On deliberating a broader global policy response to address the economic fallout of the shock, economist Kaushik Basu, in a recent column, emphasised on the need of multilateral financial institutions like the IMF and World Bank, to step up and create a globally coordinated financial policy response for addressing a crisis that has serious inter-sectoral impact linkages.

Citing the importance of some of the earlier works of French economists Leon Walrus and Gerard Debreu, and American economist and mathematician Kenneth Arrow, and Nobel laureate Amartya Sen’s work (and his “entitlement approach”) on famines, Basu emphasises how crises responses impose deeper, more structural supply-chain shocks that are difficult to unpack. He says that any policy response, in design and implementation, should keep these intersectional linkages in mind.

A food restaurant that fails to have customers is likely to shut down and let go of people hired contractually to work there. Most of these people, now out of job, will require some unemployment benefit or fiscal transfer to help them with basic entitlements, including affordable healthcare. It is pertinent to recognise how most employment created today in both developing and developed nations, remains in the form of contractual jobs with many new jobs created in the “gig economy” segment (Uber, Ola, Swiggy, Uber-Eats, etc). A pandemic crisis shutting businesses and restricting people’s mobility will disrupt these app-based economic sectors in the worst possible way, rendering many jobless and with no income in hand.

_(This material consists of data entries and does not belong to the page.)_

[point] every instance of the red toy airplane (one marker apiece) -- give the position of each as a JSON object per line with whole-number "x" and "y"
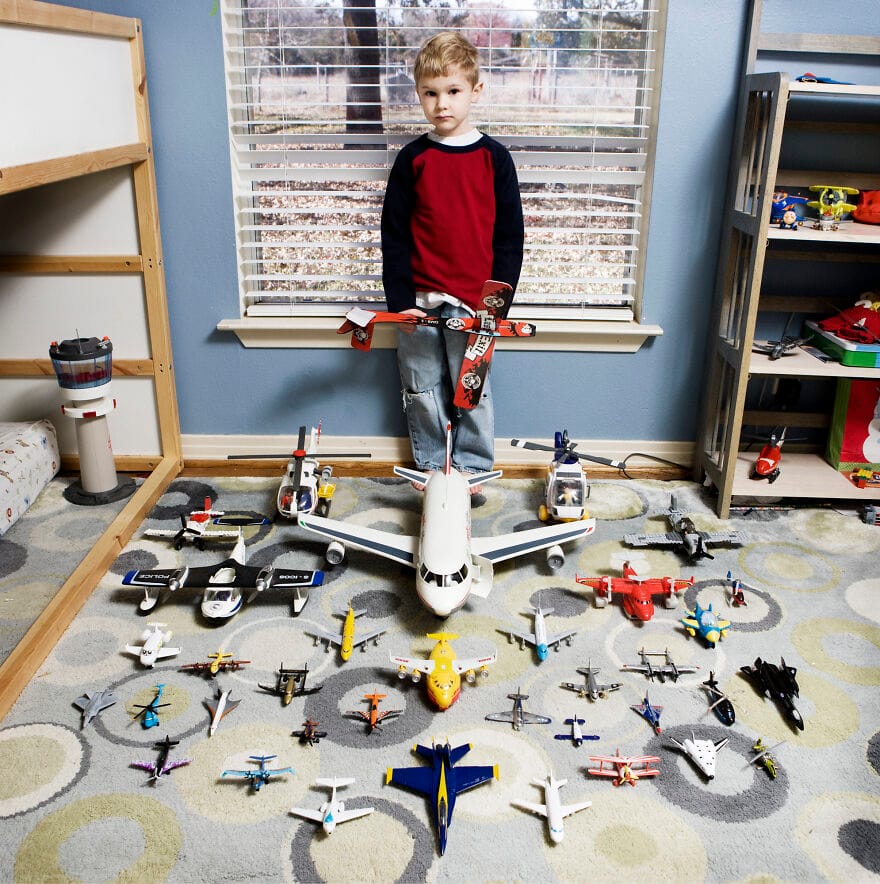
{"x": 637, "y": 591}
{"x": 623, "y": 768}
{"x": 488, "y": 324}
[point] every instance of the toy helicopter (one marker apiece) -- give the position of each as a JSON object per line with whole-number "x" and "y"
{"x": 565, "y": 486}
{"x": 306, "y": 486}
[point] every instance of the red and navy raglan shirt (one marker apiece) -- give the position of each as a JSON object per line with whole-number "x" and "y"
{"x": 452, "y": 218}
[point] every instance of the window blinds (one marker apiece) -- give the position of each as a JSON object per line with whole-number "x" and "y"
{"x": 320, "y": 99}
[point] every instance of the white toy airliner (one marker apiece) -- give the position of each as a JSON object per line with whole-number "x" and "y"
{"x": 449, "y": 563}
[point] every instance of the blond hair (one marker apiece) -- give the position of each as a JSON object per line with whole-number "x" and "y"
{"x": 446, "y": 50}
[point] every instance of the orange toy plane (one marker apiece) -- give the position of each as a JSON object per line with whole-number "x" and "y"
{"x": 624, "y": 768}
{"x": 637, "y": 592}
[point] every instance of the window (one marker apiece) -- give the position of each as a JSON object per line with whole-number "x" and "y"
{"x": 320, "y": 100}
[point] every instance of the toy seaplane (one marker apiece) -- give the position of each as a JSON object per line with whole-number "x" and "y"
{"x": 332, "y": 811}
{"x": 290, "y": 683}
{"x": 684, "y": 537}
{"x": 705, "y": 623}
{"x": 195, "y": 527}
{"x": 637, "y": 593}
{"x": 487, "y": 324}
{"x": 162, "y": 765}
{"x": 702, "y": 753}
{"x": 449, "y": 563}
{"x": 778, "y": 683}
{"x": 258, "y": 777}
{"x": 91, "y": 703}
{"x": 443, "y": 669}
{"x": 223, "y": 583}
{"x": 517, "y": 715}
{"x": 219, "y": 707}
{"x": 153, "y": 648}
{"x": 649, "y": 712}
{"x": 308, "y": 734}
{"x": 539, "y": 639}
{"x": 590, "y": 688}
{"x": 346, "y": 640}
{"x": 553, "y": 810}
{"x": 150, "y": 711}
{"x": 624, "y": 768}
{"x": 219, "y": 661}
{"x": 565, "y": 485}
{"x": 306, "y": 486}
{"x": 668, "y": 669}
{"x": 442, "y": 782}
{"x": 577, "y": 736}
{"x": 374, "y": 717}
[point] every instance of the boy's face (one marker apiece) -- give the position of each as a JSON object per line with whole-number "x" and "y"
{"x": 446, "y": 101}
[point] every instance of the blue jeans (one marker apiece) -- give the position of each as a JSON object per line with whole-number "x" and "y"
{"x": 430, "y": 361}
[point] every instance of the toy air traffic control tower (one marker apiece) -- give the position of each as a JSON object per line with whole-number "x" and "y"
{"x": 83, "y": 367}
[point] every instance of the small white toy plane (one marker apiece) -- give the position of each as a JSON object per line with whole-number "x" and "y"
{"x": 539, "y": 639}
{"x": 449, "y": 563}
{"x": 332, "y": 811}
{"x": 153, "y": 647}
{"x": 702, "y": 752}
{"x": 553, "y": 810}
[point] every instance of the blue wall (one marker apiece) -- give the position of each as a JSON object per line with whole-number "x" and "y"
{"x": 224, "y": 388}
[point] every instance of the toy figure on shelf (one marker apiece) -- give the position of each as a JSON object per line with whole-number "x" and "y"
{"x": 831, "y": 205}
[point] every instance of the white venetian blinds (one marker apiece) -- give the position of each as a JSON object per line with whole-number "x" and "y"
{"x": 320, "y": 99}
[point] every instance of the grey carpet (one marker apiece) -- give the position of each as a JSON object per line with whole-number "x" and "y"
{"x": 73, "y": 809}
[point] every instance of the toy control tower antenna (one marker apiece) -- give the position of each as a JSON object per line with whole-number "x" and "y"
{"x": 83, "y": 367}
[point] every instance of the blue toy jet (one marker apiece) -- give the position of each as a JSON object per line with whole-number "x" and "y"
{"x": 442, "y": 782}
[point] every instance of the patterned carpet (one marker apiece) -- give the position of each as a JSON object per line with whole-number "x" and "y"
{"x": 74, "y": 809}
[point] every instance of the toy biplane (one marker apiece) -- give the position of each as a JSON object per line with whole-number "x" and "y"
{"x": 488, "y": 323}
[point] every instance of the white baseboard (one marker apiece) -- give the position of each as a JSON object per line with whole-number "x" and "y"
{"x": 397, "y": 450}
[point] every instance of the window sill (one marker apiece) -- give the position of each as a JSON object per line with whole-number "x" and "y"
{"x": 319, "y": 332}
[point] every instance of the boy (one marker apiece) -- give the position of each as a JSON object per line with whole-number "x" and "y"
{"x": 452, "y": 218}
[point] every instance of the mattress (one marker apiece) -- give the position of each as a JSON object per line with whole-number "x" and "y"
{"x": 29, "y": 459}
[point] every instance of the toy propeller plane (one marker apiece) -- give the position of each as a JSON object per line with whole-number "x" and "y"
{"x": 195, "y": 528}
{"x": 649, "y": 712}
{"x": 345, "y": 640}
{"x": 261, "y": 775}
{"x": 306, "y": 487}
{"x": 778, "y": 683}
{"x": 153, "y": 647}
{"x": 577, "y": 736}
{"x": 684, "y": 537}
{"x": 707, "y": 623}
{"x": 219, "y": 661}
{"x": 487, "y": 323}
{"x": 449, "y": 563}
{"x": 91, "y": 703}
{"x": 637, "y": 592}
{"x": 161, "y": 765}
{"x": 219, "y": 707}
{"x": 518, "y": 716}
{"x": 668, "y": 669}
{"x": 539, "y": 639}
{"x": 223, "y": 583}
{"x": 150, "y": 711}
{"x": 333, "y": 811}
{"x": 624, "y": 768}
{"x": 290, "y": 683}
{"x": 442, "y": 782}
{"x": 702, "y": 753}
{"x": 590, "y": 688}
{"x": 443, "y": 669}
{"x": 553, "y": 810}
{"x": 309, "y": 734}
{"x": 374, "y": 717}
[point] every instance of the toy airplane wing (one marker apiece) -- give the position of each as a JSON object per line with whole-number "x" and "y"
{"x": 508, "y": 546}
{"x": 397, "y": 547}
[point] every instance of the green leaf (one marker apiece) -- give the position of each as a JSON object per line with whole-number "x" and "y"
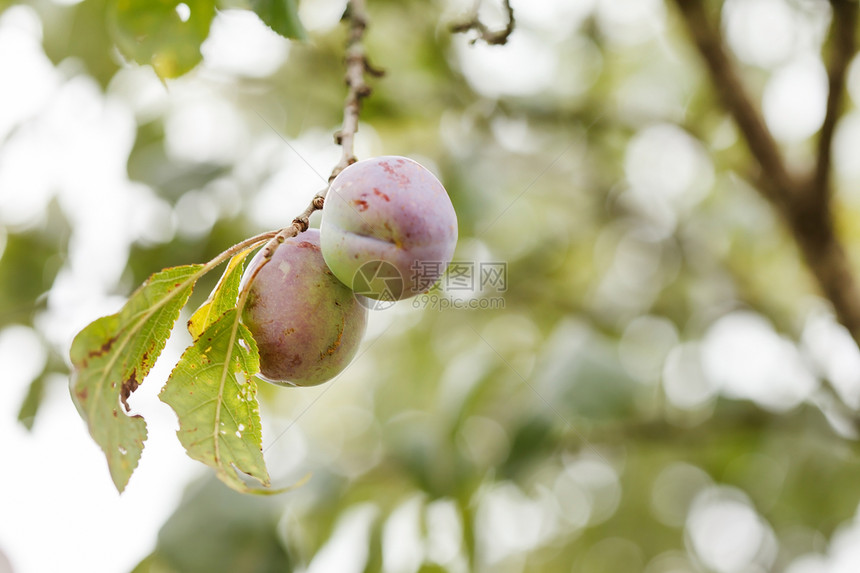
{"x": 153, "y": 32}
{"x": 222, "y": 299}
{"x": 113, "y": 355}
{"x": 282, "y": 16}
{"x": 213, "y": 392}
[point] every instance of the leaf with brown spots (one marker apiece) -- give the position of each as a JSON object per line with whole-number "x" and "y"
{"x": 113, "y": 355}
{"x": 222, "y": 298}
{"x": 214, "y": 394}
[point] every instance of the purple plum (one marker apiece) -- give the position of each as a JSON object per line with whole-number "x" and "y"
{"x": 306, "y": 323}
{"x": 388, "y": 228}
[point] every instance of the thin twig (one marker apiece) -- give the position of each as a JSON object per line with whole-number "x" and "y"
{"x": 356, "y": 68}
{"x": 803, "y": 202}
{"x": 842, "y": 50}
{"x": 491, "y": 37}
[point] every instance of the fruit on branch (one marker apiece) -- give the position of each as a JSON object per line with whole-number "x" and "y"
{"x": 385, "y": 217}
{"x": 306, "y": 323}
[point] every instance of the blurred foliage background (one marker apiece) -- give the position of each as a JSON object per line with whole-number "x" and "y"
{"x": 647, "y": 397}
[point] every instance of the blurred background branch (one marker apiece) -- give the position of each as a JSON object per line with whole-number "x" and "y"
{"x": 484, "y": 33}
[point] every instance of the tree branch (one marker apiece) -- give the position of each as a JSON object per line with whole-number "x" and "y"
{"x": 803, "y": 202}
{"x": 736, "y": 100}
{"x": 842, "y": 50}
{"x": 356, "y": 68}
{"x": 491, "y": 37}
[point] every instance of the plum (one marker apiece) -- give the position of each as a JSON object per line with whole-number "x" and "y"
{"x": 388, "y": 228}
{"x": 306, "y": 323}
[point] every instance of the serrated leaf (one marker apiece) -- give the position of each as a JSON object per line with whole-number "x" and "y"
{"x": 161, "y": 32}
{"x": 282, "y": 16}
{"x": 222, "y": 298}
{"x": 113, "y": 355}
{"x": 214, "y": 395}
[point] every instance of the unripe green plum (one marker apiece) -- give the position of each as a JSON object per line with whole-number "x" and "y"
{"x": 306, "y": 323}
{"x": 388, "y": 210}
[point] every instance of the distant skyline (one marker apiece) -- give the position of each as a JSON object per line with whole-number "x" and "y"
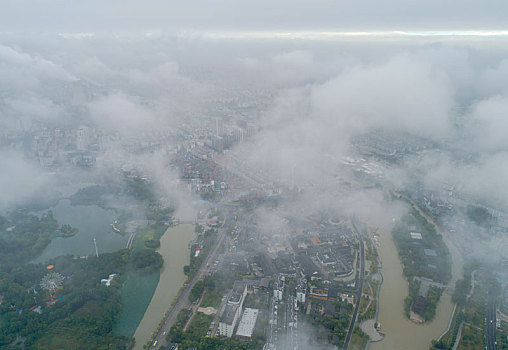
{"x": 252, "y": 16}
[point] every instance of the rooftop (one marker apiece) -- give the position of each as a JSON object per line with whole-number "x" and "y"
{"x": 246, "y": 326}
{"x": 229, "y": 314}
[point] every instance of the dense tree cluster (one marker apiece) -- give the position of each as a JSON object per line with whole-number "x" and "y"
{"x": 79, "y": 314}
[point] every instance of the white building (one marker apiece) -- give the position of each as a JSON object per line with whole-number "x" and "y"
{"x": 233, "y": 309}
{"x": 300, "y": 297}
{"x": 247, "y": 323}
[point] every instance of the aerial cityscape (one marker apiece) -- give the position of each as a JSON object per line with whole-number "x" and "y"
{"x": 272, "y": 176}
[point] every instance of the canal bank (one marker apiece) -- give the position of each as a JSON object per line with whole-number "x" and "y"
{"x": 175, "y": 251}
{"x": 400, "y": 332}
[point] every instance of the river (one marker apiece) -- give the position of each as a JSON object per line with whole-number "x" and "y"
{"x": 402, "y": 333}
{"x": 175, "y": 251}
{"x": 92, "y": 222}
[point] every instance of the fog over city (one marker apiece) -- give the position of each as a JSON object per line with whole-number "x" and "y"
{"x": 253, "y": 175}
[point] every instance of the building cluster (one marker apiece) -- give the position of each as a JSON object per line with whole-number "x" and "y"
{"x": 328, "y": 252}
{"x": 390, "y": 146}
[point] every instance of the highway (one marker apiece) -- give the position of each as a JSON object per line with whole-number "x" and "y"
{"x": 490, "y": 332}
{"x": 360, "y": 288}
{"x": 183, "y": 299}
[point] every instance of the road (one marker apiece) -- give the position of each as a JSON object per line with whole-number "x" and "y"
{"x": 183, "y": 299}
{"x": 490, "y": 333}
{"x": 360, "y": 288}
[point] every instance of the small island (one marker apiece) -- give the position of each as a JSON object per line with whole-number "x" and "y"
{"x": 426, "y": 264}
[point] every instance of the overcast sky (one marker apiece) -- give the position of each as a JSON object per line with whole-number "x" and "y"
{"x": 259, "y": 15}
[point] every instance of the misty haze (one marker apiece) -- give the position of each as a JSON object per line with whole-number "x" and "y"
{"x": 254, "y": 175}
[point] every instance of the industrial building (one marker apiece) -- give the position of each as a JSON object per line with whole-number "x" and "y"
{"x": 247, "y": 324}
{"x": 233, "y": 309}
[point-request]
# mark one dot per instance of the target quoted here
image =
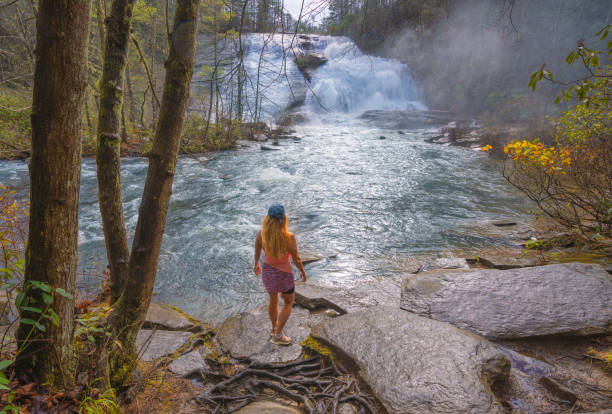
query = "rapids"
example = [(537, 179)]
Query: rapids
[(370, 206)]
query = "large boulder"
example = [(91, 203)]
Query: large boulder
[(307, 63), (405, 119), (560, 299), (164, 317), (247, 336), (188, 364), (418, 365), (269, 407), (361, 295), (154, 344)]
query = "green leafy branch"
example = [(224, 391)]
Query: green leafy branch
[(593, 89)]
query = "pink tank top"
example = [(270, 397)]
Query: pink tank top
[(283, 264)]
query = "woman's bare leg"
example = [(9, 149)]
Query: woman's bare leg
[(283, 316), (273, 310)]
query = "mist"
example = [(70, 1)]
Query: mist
[(476, 58)]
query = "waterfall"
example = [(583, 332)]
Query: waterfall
[(351, 82)]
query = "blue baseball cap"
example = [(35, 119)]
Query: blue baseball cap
[(277, 211)]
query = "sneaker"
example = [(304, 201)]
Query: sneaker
[(281, 339)]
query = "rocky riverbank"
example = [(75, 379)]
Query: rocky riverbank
[(453, 338)]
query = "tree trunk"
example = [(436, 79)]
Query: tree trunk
[(130, 91), (131, 308), (60, 79), (109, 141)]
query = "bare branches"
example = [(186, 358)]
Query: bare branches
[(146, 67)]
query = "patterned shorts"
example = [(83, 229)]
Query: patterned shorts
[(276, 281)]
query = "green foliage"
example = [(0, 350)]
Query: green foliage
[(200, 137), (15, 127), (104, 402), (594, 89), (570, 180)]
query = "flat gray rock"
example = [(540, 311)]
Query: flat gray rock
[(268, 407), (155, 344), (444, 263), (163, 317), (361, 295), (560, 299), (247, 336), (188, 364), (418, 365)]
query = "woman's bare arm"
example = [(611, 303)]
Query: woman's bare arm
[(297, 261), (258, 247)]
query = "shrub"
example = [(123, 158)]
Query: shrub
[(571, 180)]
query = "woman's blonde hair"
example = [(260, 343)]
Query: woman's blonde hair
[(275, 236)]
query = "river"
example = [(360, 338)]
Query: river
[(370, 206)]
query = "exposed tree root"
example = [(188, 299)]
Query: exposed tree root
[(318, 386)]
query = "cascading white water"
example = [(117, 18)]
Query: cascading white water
[(353, 82), (350, 82), (370, 206)]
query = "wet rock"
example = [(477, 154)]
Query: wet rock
[(292, 118), (155, 344), (418, 365), (187, 365), (308, 62), (507, 262), (266, 148), (163, 317), (525, 364), (269, 407), (311, 60), (361, 295), (504, 223), (249, 130), (247, 336), (560, 299), (347, 409), (245, 144), (444, 263), (309, 258), (558, 390), (405, 119)]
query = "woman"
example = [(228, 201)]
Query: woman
[(280, 247)]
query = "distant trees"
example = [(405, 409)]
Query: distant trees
[(571, 180), (60, 79), (133, 303)]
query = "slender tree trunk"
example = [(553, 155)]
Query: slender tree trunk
[(130, 91), (132, 307), (60, 79), (100, 22), (109, 141)]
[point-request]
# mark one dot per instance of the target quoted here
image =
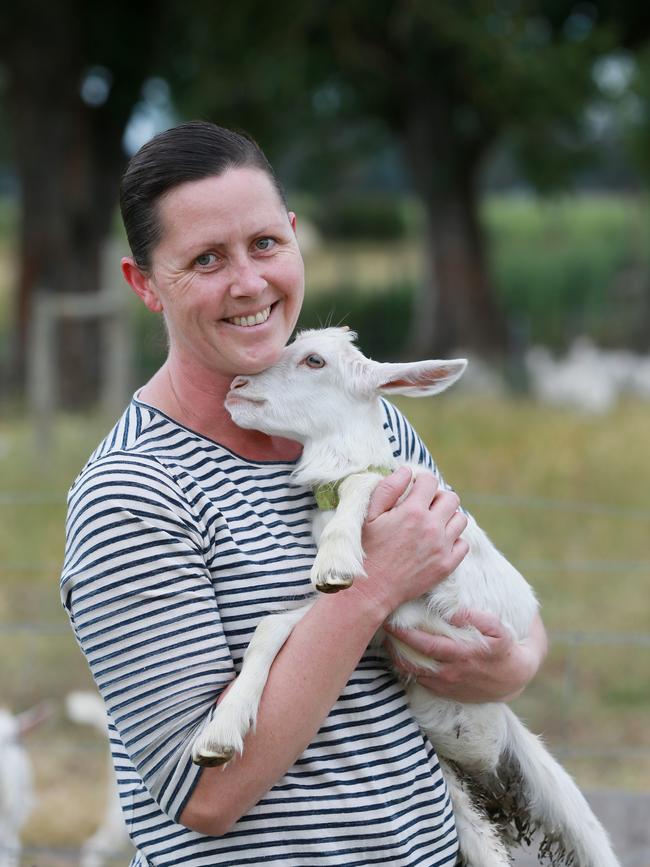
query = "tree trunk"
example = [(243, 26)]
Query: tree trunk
[(456, 308), (68, 158)]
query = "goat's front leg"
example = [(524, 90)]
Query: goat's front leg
[(236, 713), (340, 553)]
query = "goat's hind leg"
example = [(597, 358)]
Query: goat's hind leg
[(479, 842), (235, 715), (556, 805)]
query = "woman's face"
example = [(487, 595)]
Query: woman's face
[(227, 273)]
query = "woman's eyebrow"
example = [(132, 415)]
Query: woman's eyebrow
[(209, 242)]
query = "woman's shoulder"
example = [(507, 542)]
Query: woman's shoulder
[(406, 443)]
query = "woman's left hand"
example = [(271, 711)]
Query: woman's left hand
[(498, 669)]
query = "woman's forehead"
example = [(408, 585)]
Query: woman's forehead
[(239, 198)]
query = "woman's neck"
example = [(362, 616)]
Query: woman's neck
[(198, 403)]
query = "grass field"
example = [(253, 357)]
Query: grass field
[(564, 496)]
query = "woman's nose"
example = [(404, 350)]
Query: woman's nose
[(246, 281)]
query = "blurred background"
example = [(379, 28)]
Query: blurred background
[(469, 177)]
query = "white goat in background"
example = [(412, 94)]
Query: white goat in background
[(325, 394), (16, 783), (111, 837)]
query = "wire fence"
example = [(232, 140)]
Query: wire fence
[(557, 703)]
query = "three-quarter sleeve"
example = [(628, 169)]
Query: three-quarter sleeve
[(143, 607)]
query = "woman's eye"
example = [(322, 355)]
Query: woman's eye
[(205, 260), (264, 244)]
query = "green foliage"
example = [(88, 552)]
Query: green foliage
[(564, 267), (363, 217), (382, 318)]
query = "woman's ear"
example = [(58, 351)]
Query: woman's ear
[(141, 284)]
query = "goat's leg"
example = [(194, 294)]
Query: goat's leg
[(10, 847), (235, 715), (554, 801), (480, 845), (340, 553)]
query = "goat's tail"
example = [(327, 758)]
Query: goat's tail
[(572, 832)]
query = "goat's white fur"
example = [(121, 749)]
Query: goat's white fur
[(16, 786), (333, 408), (111, 836)]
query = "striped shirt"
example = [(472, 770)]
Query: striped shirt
[(176, 548)]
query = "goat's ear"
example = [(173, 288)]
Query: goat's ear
[(419, 378)]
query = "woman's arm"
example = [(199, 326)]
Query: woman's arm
[(499, 670), (409, 548)]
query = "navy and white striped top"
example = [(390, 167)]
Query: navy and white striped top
[(176, 547)]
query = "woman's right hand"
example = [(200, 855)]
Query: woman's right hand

Nation-states, with support of international financial institutions, would, therefore, require to institute more in-hand cash transfers in form of unemployment pay benefits to those outside the salaried net of pay, while also providing tax relief to small and medium scale enterprises. Countries like Italy and others with a more prolonged effect of the virus-spread may even need a pre-planned financial bailout, and for which IMF-European Central Bank-Germany (or the Troika) may urgently need to intervene.

Central banks can do very little at this time. Rate cuts and monetary stimulus are just one of the steps that can ensure a stable liquidity position of banks but won’t really help in ensuring better allocation of financial resources when a virus is spreading across states. Nation-states, would need to employ an “all hands on deck” fiscal approach to generate enough fiscal space for public health authorities and cushion themselves against a far worse economic fallout (rising unemployment, losing small and medium scale businesses, declining productivity, etc.). A special purpose vehicle like NHFC may help in creating a more coordinated, inter-sectional policy response, combined with other transfers directly to people as part of an economic stabilization package.

Views are personal.

The author is an associate professor of economics, and director, Jindal School of International Affairs, O.P. Jindal Global University.